District dismisses MINALOC report

EASTERN PROVINCE NGOMA — The Ngoma district has dismissed as false reports that its leaders mismanaged the materials which were meant to build houses for needy residents.

Sunday, March 15, 2009

EASTERN PROVINCE
 
NGOMA —
The Ngoma district has dismissed as false reports that its leaders mismanaged the materials which were meant to build houses for needy residents.

The New Times in its Wednesday, March 11 issue 2009, reported that Ngoma was among the nine districts in the country where 65 suspects were arrested after an investigation implicated them in theft of the building materials.

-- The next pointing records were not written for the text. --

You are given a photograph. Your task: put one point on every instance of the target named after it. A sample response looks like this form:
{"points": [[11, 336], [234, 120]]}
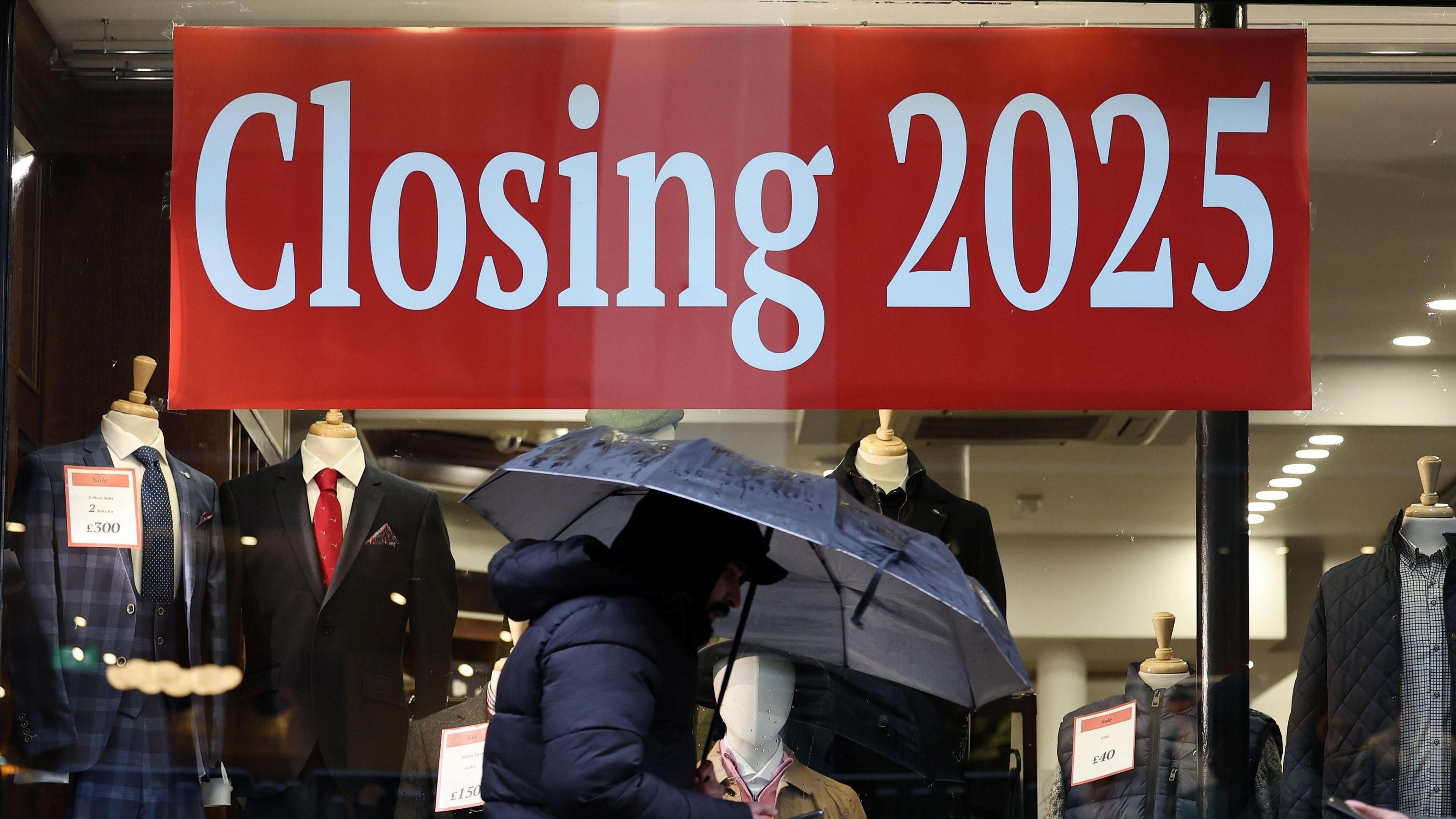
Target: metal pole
{"points": [[1224, 578], [6, 273], [1224, 614]]}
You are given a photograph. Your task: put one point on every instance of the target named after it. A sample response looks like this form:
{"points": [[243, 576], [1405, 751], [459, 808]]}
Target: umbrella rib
{"points": [[839, 592]]}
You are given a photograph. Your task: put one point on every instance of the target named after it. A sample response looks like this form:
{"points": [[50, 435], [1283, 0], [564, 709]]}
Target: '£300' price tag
{"points": [[1103, 744], [102, 508]]}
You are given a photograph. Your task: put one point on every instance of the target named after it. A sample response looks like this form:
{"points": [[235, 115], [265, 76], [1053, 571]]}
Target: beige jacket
{"points": [[801, 792]]}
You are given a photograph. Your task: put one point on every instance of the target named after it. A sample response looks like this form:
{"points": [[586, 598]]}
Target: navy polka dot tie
{"points": [[156, 530]]}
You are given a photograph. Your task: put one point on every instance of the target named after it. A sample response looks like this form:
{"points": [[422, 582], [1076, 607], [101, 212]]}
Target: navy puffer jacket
{"points": [[595, 710]]}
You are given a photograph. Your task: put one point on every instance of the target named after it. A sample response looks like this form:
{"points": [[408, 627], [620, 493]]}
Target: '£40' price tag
{"points": [[1103, 744]]}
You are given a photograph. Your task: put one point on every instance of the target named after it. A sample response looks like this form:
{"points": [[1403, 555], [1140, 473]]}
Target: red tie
{"points": [[328, 522]]}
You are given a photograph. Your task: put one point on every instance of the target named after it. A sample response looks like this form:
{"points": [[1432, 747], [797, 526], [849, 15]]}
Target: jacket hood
{"points": [[530, 578]]}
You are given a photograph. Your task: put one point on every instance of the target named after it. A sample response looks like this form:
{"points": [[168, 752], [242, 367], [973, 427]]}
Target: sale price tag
{"points": [[102, 508], [462, 755], [1103, 744]]}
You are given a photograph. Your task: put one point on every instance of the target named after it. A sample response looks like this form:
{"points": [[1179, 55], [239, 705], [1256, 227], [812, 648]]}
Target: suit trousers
{"points": [[149, 767]]}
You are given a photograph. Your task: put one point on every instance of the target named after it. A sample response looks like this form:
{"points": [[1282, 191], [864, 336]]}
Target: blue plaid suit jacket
{"points": [[64, 709]]}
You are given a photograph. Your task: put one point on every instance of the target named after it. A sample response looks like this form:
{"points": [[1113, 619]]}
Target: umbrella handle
{"points": [[717, 726]]}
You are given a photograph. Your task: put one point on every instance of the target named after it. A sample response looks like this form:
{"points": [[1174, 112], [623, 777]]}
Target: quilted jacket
{"points": [[595, 712], [1345, 725]]}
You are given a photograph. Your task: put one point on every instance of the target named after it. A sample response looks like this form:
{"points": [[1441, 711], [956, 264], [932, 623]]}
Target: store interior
{"points": [[1094, 512]]}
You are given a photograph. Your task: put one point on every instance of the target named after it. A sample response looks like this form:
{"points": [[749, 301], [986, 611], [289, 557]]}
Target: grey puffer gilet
{"points": [[1175, 777]]}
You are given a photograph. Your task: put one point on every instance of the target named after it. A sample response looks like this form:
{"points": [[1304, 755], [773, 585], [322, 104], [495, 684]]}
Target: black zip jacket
{"points": [[963, 525]]}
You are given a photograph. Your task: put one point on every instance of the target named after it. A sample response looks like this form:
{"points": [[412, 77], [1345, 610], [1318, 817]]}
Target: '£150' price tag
{"points": [[462, 755], [1103, 744], [102, 508]]}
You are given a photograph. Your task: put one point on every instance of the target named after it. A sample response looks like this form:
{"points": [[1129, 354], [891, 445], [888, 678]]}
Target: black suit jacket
{"points": [[421, 772], [322, 665], [963, 525]]}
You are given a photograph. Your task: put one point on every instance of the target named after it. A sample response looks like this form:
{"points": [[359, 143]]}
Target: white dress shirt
{"points": [[350, 470], [121, 445], [756, 782]]}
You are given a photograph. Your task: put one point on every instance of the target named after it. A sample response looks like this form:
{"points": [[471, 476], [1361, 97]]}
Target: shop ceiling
{"points": [[1384, 221]]}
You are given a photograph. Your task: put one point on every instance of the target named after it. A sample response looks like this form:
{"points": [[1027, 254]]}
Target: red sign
{"points": [[740, 218]]}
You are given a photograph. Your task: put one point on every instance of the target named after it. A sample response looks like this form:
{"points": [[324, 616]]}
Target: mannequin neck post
{"points": [[886, 471], [1428, 534], [142, 428], [753, 755], [1156, 681], [331, 451]]}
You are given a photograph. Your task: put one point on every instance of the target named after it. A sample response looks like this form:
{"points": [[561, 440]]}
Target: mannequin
{"points": [[133, 413], [660, 424], [1163, 670], [346, 567], [1374, 648], [331, 439], [421, 769], [130, 611], [1426, 524], [755, 710], [1167, 706], [883, 458], [756, 706]]}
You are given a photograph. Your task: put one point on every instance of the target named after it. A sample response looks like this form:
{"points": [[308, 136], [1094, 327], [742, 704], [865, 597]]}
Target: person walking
{"points": [[595, 712]]}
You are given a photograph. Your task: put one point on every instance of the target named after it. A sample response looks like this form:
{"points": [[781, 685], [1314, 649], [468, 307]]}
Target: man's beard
{"points": [[704, 627]]}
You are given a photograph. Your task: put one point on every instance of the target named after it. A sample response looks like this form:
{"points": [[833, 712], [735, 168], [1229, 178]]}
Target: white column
{"points": [[1062, 687]]}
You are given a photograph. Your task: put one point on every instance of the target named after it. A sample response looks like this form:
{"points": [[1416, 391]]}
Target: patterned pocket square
{"points": [[383, 538]]}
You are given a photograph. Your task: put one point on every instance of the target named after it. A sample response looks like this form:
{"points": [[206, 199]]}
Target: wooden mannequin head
{"points": [[333, 426], [136, 403], [1430, 468], [884, 442], [1163, 659]]}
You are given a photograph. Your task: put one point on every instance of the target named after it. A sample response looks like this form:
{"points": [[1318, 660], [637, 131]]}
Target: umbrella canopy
{"points": [[863, 592]]}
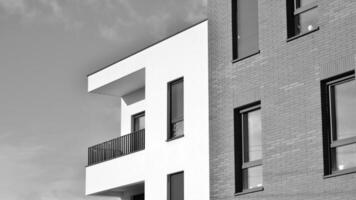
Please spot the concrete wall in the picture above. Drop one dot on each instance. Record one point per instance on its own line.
(285, 76)
(183, 55)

The investigation was conducted by the Ministry of Local Government (MINALOC).

The other districts implicated are Nyagatare, Gastibo, Bugesera, Rubavu, Nyamagabe, Huye, Musanze and Muhanga.

However, Josephine Mutesayire, the district deputy Mayor in-charge of Social Affairs said that the contents of the report are  not truthful stating  that there is no one who was arrested in connection with theft of construction materials, after an  evaluation that was carried out in the district. 

She added that most of the information which was included in the report is contrary to what is in the district’s records.  The district reportedly received only 500 bags of cement.

"We did not receive any other construction materials from MINALOC to resettle the vulnerable groups in the district apart from cement,” she said, in an  interview with The New Times.  

According to the MINALOC report, which the New Times has seen, Ngoma in addition to cement received 120 iron sheets. It also states that only 34 houses were built contrary to 565 that were supposed to be built.  

Mutesayire however, said that no house was built under the MINALOC scheme.

"How could we have built all those houses when we did not even receive a single iron sheet or nail?” she wonders.

She says that the cement they received was used to construct 34 houses that were built under the Fund for Genocide Survivors (FARG).

What remained in stock, she says, are 24 bags of cement but not 14 bags as the report claims.

Ngoma has about 425 vulnerable families of which 169 are Genocide survivors. Mutesayire said that they hope to have settled all the 169 families by July this year.

Meanwhile, the same report revealed that Nyagatare district in the Eastern Province topped others in the mismanagement of construction materials. At least 564 iron sheets received for the construction were instead sold off, according to the report. 

Bugesera comes second with 170 iron sheet sold off, while Gatsibo and Kirehe came third and fourth with 143 and 133 iron sheets sold respectively.